Where do you turn when you're faced with a financial emergency? Do you have money set aside to cover the unexpected expenses? Is there some sort of insurance in place? Without the right financial safety net, you could find yourself in financial ruin.
The question is, what should your financial safety net cover? When putting together your money rescue plan, there are three tools to include that can all help play a vital role in protecting you and your family from life's curve balls.
Your emergency fund is your go-to stash of liquid savings that you can access easily when an unexpected expense crops up. Financial advisors and experts often suggest having enough in emergency savings to cover your living expenses for at least six months in case you lose your job, become ill or can't work or experience another emergency, like a natural disaster.
Without an emergency fund, your options for paying for an unexpected expense may end up being a credit card or a home equity loan or line of credit. With credit cards, you may be looking at a high-interest rate for what you borrow, which could make your financial situation even worse. In the very worst-case scenario, your only option for covering an emergency expense might be borrowing from your 401(k) or draining your individual retirement account (IRA). Taking money from your retirement accounts could leave you with a serious shortfall once it's time to retire.
If you haven't started your emergency fund, there's no time to waste. Open a new savings account at your bank or look online for a high-yield savings account that offers a great rate. Then, create an automatic savings plan to build up your cash reserves. Schedule a recurring deposit from checking to savings every payday. When your contributions to savings are automatic, you don’t even realize that you’re saving money. Before you know it you’ve got a nice financial cushion for when a rainy day eventually comes along.
Long-Term Disability Insurance
Becoming disabled is something you might think only happens to other people but it's a financial possibility you still need to plan for. If you're disabled for the long-term and can't work, that could substantially affect your ability to pay your bills and save for the future.
Long-term disability insurance helps replace your income if you're unable to work due to illness or injury. This kind of coverage should be considered a necessity if you don't have other financial resources you can tap into in the event of an illness or injury. Even if you do have other financial resources, you may want to reserve those for something other than your daily living expenses. A disability can quickly eat through all of your savings or even lead you to tap into your retirement funds which could have a significant impact down the road.
Ask yourself this question: could you live without your income for three months? Six months? A year? If the answer is no, you need disability insurance. Many employers offer this coverage as part of your employee benefits package via a payroll deduction, which may be tax-deductible.
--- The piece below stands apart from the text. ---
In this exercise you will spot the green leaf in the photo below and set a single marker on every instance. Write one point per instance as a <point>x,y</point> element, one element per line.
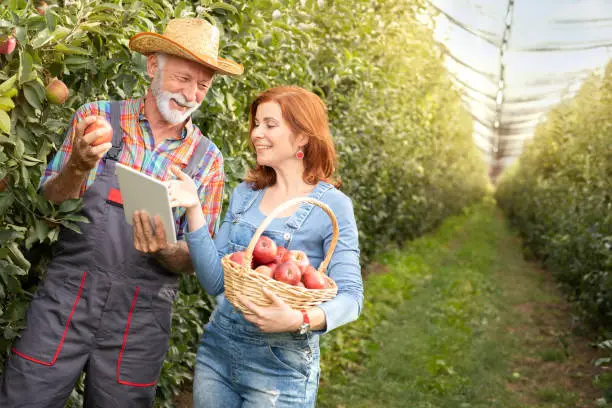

You may automatically get short-term disability coverage through our employer, but check to see if they have additional coverage options.
If you don't have any short- or long-term disability coverage at work, start shopping around with insurers to find an affordable option. An agent or broker can help you determine how much coverage you need and how long of a disability policy you should have.
When you're young and healthy, buying life insurance may be the last thing on your mind. But if you're married or have a family, life insurance can help protect them financially if you were to pass away unexpectedly. A life insurance policy can be used to pay off debts, set aside money for your child's college expenses, pay for funeral and burial expenses or simply cover the monthly bills.
One of the most important questions to ask when considering life insurance is whether to choose term or whole life coverage. If you plan to buy insurance other than term insurance provided by your employer, you should educate yourself about the pros and cons of the term, whole life, and other types of insurance. Term life is typically the most affordable option but whole life and similar permanent policies can offer lifelong protection with the potential to accumulate cash value that you can borrow against.
You may also want to talk to a financial advisor about how much insurance is enough. If you don't have a lot of debt and you and your spouse already have a decent amount of assets, you may be okay with a smaller policy. On the other hand, you may need more life insurance coverage if you're carrying a bigger mortgage or you have higher living expenses.
Unless you're extremely wealthy, a financial safety net is something just about everyone needs. Ensuring that you've included the right pieces of the puzzle can offer maximum protection. Once you’ve created a financial cushion with your emergency savings fund, disability coverage, and life insurance, you may find that you sleep easier knowing that you have a financial safety net in place that can help keep you protected through even the most difficult situations.